The Board of Directors
Borr Drilling Limited
Hamilton, Bermuda

Questions should be directed to: Magnus Vaaler, CFO, +44 1224 289208



FAQ

What is Borr Drilling (BORR) offering in this new financing?

Borr Drilling plans to offer $250 million in convertible senior notes due 2033 to qualified institutional buyers. The notes are senior unsecured, pay interest semi-annually, and can be converted into common shares, cash, or a combination at the company’s election.

How large could Borr Drilling’s (BORR) convertible notes deal become?

The base offering is $250 million aggregate principal amount of notes, with an option for initial purchasers to buy up to an additional $37.5 million. This over-allotment option can be exercised within 13 days from the first issuance date.

What will Borr Drilling (BORR) do with the proceeds from the notes?

Borr Drilling intends to use net proceeds primarily to repurchase its existing convertible bonds due 2028 and for general corporate purposes. It may enter individually negotiated transactions with holders of the 2028 bonds in concurrent repurchase deals.

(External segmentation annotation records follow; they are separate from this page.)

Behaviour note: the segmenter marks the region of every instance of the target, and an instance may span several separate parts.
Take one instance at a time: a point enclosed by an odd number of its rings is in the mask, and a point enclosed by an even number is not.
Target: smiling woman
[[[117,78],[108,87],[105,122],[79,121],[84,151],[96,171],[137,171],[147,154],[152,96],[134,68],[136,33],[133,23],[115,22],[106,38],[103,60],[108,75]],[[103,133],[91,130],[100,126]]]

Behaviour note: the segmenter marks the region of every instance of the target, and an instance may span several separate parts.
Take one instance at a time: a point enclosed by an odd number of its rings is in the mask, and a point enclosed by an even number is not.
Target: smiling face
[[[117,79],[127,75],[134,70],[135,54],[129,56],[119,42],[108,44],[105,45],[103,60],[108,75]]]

How might the notes and bond repurchases affect BORR’s share price?

If Borr Drilling repurchases 2028 convertible bonds, some hedged holders may buy common shares or adjust derivatives. The company notes this trading could be substantial relative to historic volume and might influence the share price around the notes’ pricing.

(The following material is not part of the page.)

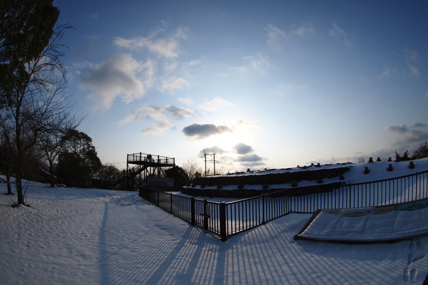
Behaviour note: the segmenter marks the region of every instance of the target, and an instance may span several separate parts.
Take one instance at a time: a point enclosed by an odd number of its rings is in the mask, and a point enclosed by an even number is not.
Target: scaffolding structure
[[[126,170],[111,179],[108,188],[113,189],[121,184],[123,186],[121,188],[123,190],[136,190],[138,185],[147,181],[148,177],[160,177],[163,167],[173,167],[175,165],[175,157],[143,152],[128,154],[126,157]]]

Who can buy Borr Drilling’s new convertible notes?

The notes are being offered to qualified institutional buyers and will not be registered under the U.S. Securities Act of 1933. They cannot be offered or sold in the United States or to U.S. persons without registration or a valid exemption from registration.

Are Borr Drilling’s new convertible notes registered under the Securities Act?

No. The convertible senior notes have not been and will not be registered under the Securities Act of 1933 or state securities laws. Any U.S. offering must rely on a registration or an available exemption from the registration requirements.